Why? Because homeownership remains one of the most powerful paths to wealth creation, financial security, and generational opportunity.
This is especially true in communities of color and in areas where residents are still dealing with legacies of redlining and disinvestment. Studies by the Pew Research Center underscore not only that owned homes are typically the most valuable assets for American households, but also that Black and Hispanic households are dramatically less likely to own homes than their white counterparts.
Big Disparities, Little Opportunity
In 2021, 40 percent of Black households and 47 percent of Hispanic households nationwide owned their primary residences, compared to 70 percent of white households. In fact, according to Pew, “one in 10 Black, Hispanic and multiracial households owned no assets other than a vehicle or a checking account.”
As a third-generation, 100 percent Black-owned construction, development and management organization focused on affordable housing and community impact, our firm sees these realities, and opportunities, firsthand. In work across New England, as well as in the Southeast and mid-Atlantic, Cruz Companies has found time and again that vibrant, equitable communities grow best where there is both accessibly priced for-sale housing and affordable and mixed-income rentals.
But for lower- and middle-income households in particular, data from the National Association of Realtors shows the supply of affordable for-sale housing has dropped precipitously in recent years.
Nationally, a recent NAR study shows a family earning $50,000 in 2025 can afford 8.7 percent of available home listings; in 2019 that figure was nearly 30 percent.
In the Greater Boston area, the same NAR study suggests there is currently a deficit of nearly 8,700 homeownership listings accessible to families earning between $50,000 and $100,000 annually; expand that range to families earning up to $200,000, and the deficit swells above 14,400.
Dudley Street Development Set to Begin
What can be done?
One useful approach is to pursue an affordable housing development paradigm that incorporates – within the same project – affordable and mixed-income rentals alongside for-sale units with prices set at a level that reflects the existing community.
This is Cruz Companies’ strategy for 135 and 145 Dudley at Nubian Square, a two-building mixed-use complex set to rise in Roxbury.
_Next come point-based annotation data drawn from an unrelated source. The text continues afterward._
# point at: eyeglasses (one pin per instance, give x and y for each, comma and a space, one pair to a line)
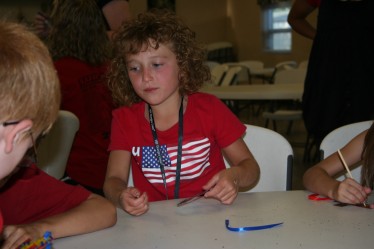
31, 153
10, 123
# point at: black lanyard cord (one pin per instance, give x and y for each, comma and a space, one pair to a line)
158, 150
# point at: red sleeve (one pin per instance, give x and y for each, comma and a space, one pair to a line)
314, 3
1, 222
32, 195
219, 119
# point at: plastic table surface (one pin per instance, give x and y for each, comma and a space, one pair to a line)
201, 224
257, 91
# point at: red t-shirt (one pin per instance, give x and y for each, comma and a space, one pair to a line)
85, 93
1, 223
31, 195
208, 127
314, 3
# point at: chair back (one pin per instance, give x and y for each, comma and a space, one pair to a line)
211, 64
274, 155
338, 138
218, 72
54, 149
290, 76
221, 51
284, 65
231, 75
303, 64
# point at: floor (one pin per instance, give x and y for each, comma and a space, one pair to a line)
297, 139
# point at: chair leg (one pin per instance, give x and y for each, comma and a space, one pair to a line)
274, 125
289, 127
267, 123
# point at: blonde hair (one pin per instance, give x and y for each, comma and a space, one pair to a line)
29, 86
161, 27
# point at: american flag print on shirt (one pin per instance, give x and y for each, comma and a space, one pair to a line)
195, 159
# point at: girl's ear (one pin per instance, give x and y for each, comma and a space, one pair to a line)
15, 132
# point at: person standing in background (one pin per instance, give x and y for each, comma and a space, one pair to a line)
81, 51
339, 83
113, 12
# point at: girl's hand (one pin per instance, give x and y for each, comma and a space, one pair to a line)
351, 192
14, 236
223, 187
133, 202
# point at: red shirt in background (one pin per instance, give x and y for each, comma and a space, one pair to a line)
85, 93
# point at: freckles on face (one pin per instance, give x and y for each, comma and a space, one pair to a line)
153, 70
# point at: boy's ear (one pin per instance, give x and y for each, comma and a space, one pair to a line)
15, 132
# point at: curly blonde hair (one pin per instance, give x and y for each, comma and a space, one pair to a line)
151, 29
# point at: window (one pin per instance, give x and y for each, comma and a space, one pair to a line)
277, 33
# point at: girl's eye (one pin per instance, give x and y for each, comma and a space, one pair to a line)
133, 68
157, 64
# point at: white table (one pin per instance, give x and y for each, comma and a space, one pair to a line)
201, 224
257, 91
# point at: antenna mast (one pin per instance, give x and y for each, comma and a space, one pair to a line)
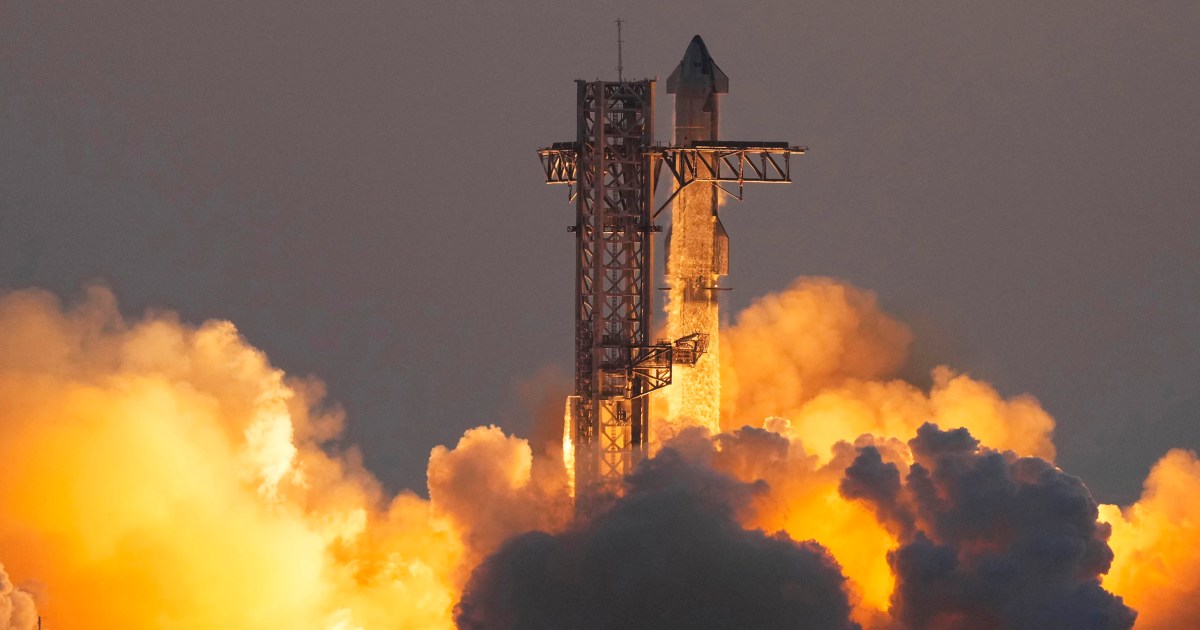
619, 65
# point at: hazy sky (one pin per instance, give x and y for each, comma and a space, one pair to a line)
355, 185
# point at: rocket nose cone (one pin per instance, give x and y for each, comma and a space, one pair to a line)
697, 70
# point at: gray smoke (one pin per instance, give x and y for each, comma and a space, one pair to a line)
988, 539
17, 609
670, 553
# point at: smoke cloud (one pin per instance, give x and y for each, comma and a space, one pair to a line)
988, 539
1157, 545
670, 553
17, 607
155, 473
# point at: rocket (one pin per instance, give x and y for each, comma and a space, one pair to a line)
696, 84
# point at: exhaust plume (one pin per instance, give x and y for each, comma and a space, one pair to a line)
988, 539
669, 553
17, 607
1157, 545
163, 474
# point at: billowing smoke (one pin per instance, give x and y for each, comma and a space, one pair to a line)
155, 474
670, 553
988, 539
17, 607
159, 474
1157, 546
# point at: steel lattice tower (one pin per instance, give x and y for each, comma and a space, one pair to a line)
611, 169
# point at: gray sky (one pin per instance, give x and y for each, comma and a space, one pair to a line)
355, 186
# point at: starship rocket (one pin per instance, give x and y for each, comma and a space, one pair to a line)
697, 246
696, 83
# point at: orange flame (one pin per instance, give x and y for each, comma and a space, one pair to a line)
160, 474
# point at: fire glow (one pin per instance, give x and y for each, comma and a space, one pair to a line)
165, 475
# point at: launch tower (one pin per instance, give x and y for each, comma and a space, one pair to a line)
611, 169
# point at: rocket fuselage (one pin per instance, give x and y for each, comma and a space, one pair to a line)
696, 84
697, 247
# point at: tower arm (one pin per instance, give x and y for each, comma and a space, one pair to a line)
724, 161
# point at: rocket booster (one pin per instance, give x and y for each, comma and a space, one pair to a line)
696, 83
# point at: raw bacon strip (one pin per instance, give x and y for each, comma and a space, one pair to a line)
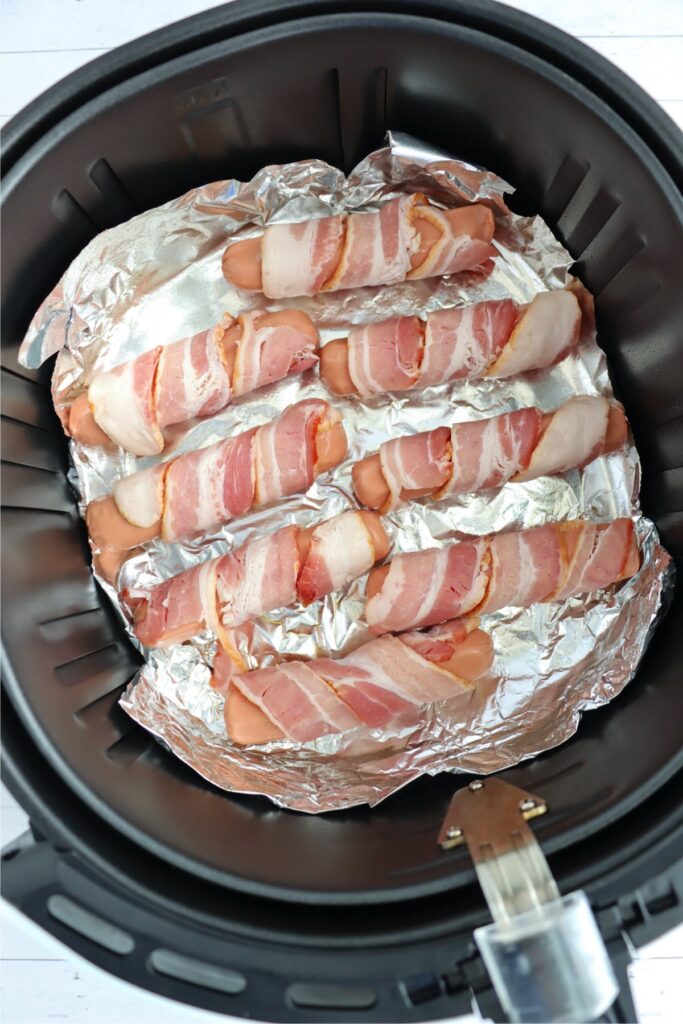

With an anticipated groundbreaking in 2026, this project includes 60 affordable rental apartments and 110 condominium units – with 20 percent of the for-sale units to be listed at below-market-rate “workforce housing” prices.

Justin Cruz
This model can make homeownership accessible to a much wider swath of potential buyers with lower household incomes, and we believe 135 and 145 Dudley at Nubian Square will be a transformative development for Boston that can also serve as a catalyst inspiring more projects utilizing this development model.
While these case studies are an important start, more ideas are needed. We would also encourage both government agencies and a diverse array of private-sector leaders to commit meaningful resources and creative thinking in support of expanding accessible homeownership options. Major regional employers, for instance, could provide low- or zero-interest loans to help employees purchase homes.
All too often these days, the story we hear across America is “I can’t afford to buy a house in the neighborhood I grew up in.”
It doesn’t have to be this way, especially in Massachusetts. We have been at the forefront of housing innovation before. Let’s think big once more.
Justin Cruz is the chief operating officer of Boston-based Cruz Companies, a 100 percent Black-owned, integrated construction, development and management enterprise.